Role of the microtubular system in morphological organization of normal and oncogene-transfected epithelial cells.

Abstract

To understand better the role of the microtubular system in the development and maintenance of morphological organization of nonpolarized and polarized cells of the same origin we examined the effects of two microtubule-specific drugs, colcemid and taxol, on discoid cultured epithelial rat cells of the IAR-2 line and on polarized cells obtained from this line by transfection of mutated N-ras oncogene; morphometric, immunomorphologic, and videomicroscopic methods were used. Depolymerization of microtubules by colcemid did not cause major changes in the discoid shape of IAR cells but altered organization of actin cortex; in particular, it led to disappearance of circumferential bundle of actin microfilaments. Taxol reorganized the normal network of microtubules radiating from the perinuclear centers into numerous arrays of short microtubules not associated with any centers.
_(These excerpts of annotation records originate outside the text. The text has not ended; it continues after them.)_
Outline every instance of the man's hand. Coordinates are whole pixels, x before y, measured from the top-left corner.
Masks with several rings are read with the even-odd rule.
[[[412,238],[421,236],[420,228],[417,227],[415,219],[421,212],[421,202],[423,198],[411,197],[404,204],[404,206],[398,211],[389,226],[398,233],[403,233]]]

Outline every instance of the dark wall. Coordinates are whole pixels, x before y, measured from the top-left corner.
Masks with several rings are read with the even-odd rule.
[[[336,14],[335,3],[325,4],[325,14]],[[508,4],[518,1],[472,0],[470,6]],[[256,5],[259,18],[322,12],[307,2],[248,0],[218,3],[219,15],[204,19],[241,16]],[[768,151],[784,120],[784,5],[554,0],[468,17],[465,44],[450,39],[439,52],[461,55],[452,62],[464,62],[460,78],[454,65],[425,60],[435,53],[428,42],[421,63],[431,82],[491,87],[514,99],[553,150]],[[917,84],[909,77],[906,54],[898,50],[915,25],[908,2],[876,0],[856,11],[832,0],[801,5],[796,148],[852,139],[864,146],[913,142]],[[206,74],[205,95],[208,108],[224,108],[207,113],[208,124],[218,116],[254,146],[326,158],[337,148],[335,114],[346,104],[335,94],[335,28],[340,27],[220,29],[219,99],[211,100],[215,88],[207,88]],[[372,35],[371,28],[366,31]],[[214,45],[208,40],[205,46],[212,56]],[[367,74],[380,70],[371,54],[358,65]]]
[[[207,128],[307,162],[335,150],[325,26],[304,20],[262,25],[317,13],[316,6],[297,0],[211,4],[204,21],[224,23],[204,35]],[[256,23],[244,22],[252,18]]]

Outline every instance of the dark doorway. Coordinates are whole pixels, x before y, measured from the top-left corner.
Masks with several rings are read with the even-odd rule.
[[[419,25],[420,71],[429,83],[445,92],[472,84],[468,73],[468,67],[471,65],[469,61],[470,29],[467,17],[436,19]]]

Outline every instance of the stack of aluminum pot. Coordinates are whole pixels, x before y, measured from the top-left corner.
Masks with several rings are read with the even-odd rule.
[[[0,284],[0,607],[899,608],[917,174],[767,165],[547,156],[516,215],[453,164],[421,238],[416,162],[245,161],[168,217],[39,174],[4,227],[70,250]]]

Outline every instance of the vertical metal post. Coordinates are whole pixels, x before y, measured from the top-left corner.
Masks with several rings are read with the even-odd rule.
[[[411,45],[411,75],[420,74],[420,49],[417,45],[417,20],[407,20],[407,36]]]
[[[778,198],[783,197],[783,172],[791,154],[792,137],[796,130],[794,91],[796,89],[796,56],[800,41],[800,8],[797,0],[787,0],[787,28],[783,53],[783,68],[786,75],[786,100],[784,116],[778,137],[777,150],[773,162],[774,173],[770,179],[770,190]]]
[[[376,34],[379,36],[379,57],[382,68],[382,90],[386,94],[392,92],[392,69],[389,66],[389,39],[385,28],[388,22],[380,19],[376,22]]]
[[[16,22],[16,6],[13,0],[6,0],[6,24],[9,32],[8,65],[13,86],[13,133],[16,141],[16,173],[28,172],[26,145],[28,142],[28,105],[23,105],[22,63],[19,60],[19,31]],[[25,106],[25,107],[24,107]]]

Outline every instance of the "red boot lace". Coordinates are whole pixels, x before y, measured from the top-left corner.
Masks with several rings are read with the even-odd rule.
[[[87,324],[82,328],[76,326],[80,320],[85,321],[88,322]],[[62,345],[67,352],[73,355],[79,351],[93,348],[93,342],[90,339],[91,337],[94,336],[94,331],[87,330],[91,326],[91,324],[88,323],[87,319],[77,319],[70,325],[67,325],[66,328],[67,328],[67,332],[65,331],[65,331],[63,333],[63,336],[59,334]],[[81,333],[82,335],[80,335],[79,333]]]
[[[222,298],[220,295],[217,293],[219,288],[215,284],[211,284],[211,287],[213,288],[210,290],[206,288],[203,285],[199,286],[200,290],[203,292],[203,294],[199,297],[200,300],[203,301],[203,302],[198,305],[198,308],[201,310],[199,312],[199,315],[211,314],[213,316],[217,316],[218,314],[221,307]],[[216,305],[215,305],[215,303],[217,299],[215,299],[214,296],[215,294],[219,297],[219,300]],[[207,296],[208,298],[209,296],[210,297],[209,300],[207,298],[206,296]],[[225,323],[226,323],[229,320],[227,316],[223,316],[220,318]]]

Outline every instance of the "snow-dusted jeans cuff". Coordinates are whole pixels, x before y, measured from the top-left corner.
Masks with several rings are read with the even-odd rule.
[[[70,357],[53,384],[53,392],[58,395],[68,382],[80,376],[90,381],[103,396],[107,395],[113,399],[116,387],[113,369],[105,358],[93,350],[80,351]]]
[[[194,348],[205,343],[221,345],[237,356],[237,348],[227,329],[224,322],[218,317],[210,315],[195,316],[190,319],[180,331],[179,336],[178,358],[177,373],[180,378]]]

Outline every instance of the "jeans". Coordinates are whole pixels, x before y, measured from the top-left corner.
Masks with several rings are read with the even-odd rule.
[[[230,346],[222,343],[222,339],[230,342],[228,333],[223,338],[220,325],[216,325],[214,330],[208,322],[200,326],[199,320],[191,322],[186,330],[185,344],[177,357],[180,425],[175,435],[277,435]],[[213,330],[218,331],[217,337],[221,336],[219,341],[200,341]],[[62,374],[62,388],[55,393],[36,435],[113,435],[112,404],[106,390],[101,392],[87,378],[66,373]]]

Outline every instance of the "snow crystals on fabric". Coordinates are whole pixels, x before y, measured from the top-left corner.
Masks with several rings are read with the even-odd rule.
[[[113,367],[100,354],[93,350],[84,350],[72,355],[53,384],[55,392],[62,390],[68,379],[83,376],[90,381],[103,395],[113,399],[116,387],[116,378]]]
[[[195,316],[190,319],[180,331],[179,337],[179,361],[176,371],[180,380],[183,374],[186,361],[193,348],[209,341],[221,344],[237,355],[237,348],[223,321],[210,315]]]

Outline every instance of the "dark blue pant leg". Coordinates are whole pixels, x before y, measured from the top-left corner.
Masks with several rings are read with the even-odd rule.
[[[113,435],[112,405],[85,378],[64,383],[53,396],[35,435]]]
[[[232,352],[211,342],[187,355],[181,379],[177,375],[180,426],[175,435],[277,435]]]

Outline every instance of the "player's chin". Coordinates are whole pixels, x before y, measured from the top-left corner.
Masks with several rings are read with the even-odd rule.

Taxol-treated cells had wider circumferential bundles of microfilaments than control cells and morphometric analysis showed that their contours were closer to geometric circle than those of control or of colcemid-treated cells. These data show that function of the microtubular system is essential for maintenance of the characteristic morphological organization of discoid cells; we propose to name this function "contra-polarization." Contra-polarization is not prevented and is even promoted by taxol; this result suggests that a decentralized system of microtubules is sufficient for this function. In contrast, maintenance of polarized morphology of IAR-2 cells transfected by the N-ras oncogene is inhibited not only by colcemid but also by taxol and thus requires the presence of a normal centralized microtubular system.